Today’s digital leaders have to compete in a data-driven culture. Accurate, fast, and seamless access to high-quality data is essential for effective and timely decision-making. Databases have a central role to play here, yet traditional database operations are often so disjointed, complex, and inefficient that they become obstacles standing between data capture and actionable insight, hampering business agility and innovation while raising costs.
Many organizations have turned to the public cloud in an attempt to mitigate these challenges. But this approach can lead to unpredictable, and significantly higher, operational costs. For a host of reasons, deploying a hyperconverged infrastructure (HCI) environment is often a better approach.
The right HCI solution can deliver databases as a service (DBaaS) as an on-premises capability, providing the agility, simplicity, and scalability of the public cloud, but with lower costs and greater control and security. This approach enables databases to become an integral part of your “Infrastructure-as-Code” (IaC) strategy while also supporting your enterprise DevOps transformation.

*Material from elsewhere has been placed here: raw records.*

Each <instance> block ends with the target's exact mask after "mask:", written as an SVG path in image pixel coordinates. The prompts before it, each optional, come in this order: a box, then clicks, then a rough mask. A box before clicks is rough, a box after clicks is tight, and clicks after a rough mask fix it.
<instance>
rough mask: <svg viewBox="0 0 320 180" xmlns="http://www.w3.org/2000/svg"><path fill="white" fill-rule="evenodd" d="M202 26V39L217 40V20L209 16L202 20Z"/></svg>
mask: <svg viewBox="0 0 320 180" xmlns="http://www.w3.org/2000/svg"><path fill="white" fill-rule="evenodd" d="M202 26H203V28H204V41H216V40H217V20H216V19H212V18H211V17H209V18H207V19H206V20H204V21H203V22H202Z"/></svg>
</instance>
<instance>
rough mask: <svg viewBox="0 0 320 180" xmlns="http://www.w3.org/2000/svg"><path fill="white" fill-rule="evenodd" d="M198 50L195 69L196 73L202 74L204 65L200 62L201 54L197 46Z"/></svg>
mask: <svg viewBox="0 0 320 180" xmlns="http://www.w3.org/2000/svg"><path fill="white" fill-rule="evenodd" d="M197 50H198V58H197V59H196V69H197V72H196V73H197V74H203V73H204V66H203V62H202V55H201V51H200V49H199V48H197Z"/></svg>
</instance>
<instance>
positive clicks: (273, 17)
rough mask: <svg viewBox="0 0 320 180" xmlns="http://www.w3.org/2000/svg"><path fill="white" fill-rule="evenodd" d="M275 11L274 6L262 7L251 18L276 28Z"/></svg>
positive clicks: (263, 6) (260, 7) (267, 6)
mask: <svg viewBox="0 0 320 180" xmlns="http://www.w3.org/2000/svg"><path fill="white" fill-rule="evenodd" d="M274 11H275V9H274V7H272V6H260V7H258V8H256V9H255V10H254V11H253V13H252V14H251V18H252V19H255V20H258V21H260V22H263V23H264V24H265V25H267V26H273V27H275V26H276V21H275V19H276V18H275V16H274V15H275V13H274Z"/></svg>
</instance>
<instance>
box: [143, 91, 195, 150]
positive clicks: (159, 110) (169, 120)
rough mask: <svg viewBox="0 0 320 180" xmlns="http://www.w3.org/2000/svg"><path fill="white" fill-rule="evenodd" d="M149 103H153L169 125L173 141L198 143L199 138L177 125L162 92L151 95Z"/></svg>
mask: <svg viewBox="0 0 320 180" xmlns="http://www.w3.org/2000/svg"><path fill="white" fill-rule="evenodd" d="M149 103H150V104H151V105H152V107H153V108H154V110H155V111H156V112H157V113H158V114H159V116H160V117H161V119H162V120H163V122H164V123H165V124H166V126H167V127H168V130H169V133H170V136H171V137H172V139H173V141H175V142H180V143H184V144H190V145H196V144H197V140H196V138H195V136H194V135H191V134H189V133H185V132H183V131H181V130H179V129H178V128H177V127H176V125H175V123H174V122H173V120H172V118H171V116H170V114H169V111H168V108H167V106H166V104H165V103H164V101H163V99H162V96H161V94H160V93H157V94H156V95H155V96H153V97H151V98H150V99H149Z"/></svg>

To meet the data needs of a modern enterprise, you’ll need to pick a best-of-breed HCI platform. Three key features to consider include:
- Open Architecture
Making data a competitive advantage requires supporting infrastructure that caters to all data types. Data in modern organizations tend to be organized primarily in three ways: Relational databases, unstructured data, and high-velocity data. This diversity of data and associated applications has led organizations to store and organize their data in individual repositories. This tends to result in silos sharing little to nothing with each other because of the lack of standardization of storage formats and data types. Organizations consequently have a hard time managing and, more importantly, utilizing this crucial asset.
To extract the full value from data, the infrastructure should adhere to open standards. Open paradigms enable users, customers, and operators alike to avoid lock-in and pivot quickly to new, unplanned requirements for future business opportunities. The ability to bring in data in any shape or form, and subsequently leave with that data, is fundamental to modern data architecture.
Tip: Look for an open HCI solution that includes an API-first configuration methodology and that can fit seamlessly into a robust IaC strategy. This ensures software interoperability and enables automation for rapid deployment and remediation of multiple production-ready environments.
- Maximally Available
Sprawling legacy data environments make it very challenging to keep apps and databases patched and updated, which imperils security, performance, and functionality.
High-profile data breaches often arise from database vulnerabilities with known patches. The failure to remediate these vulnerabilities usually stems from overwhelmed DBAs who lack the capacity to maintain appropriate versioning control.
And maintaining legacy databases is so complex that DBAs often take snapshots of their environments prior to any update to ensure roll-back to the last known good state, leading to the significant lag time between timely data and actionable data.
Tip: Ensure that the HCI solution provides clear, centralized visibility across the platform. It should also support simple, non-disruptive patches and upgrades of firmware, OS, and hypervisor, along with database patching and versioning. These operations should take place across the entire platform and through all layers: compute, storage, and networking.
- Invisible Data Infrastructure
Most legacy data management systems are simply not capable of providing transparent access to customer data while also respecting strict privacy laws and data sovereignty requirements. Data infrastructure should ease DBA burdens by making database management essentially invisible.
State of the art infrastructure seamlessly secures data from compromise and corruption, while permitting self-service access on an as-needed basis, along with at-rest encryption and effective key management. These capabilities should extend across the data, network, and application plane.
Providing line-of-business organizations with cloud-like simplicity and ease-of-use for data requires infrastructure that automates the error-prone manual steps in provisioning and cloning of databases. This not only shortens deployment time, it slashes time-consuming troubleshooting down the road due to multiple non-standard deployments.
Tip: The HCI solution should easily integrate with existing automation tools to create a self-service catalog and delegation that controls who gets access, what services they get access to (e.g., provision, clone, and patch), how much (resources such as storage, RAM, vCPU), and for how long (spinning up and spinning down of resources).
Data as a Competitive Advantage
Digital transformation promises industry-shifting new products, services, and customer experiences, but all of these depend upon data-driven analytics and business intelligence. Database applications require an agile, scalable, and secure data infrastructure that frees organizations to stay focused on innovation, rather than remediation. Data provides a powerful, differentiating competitive advantage, but only if you can get to it quickly and reliably. For that, you’ll need effective data architecture and strategy.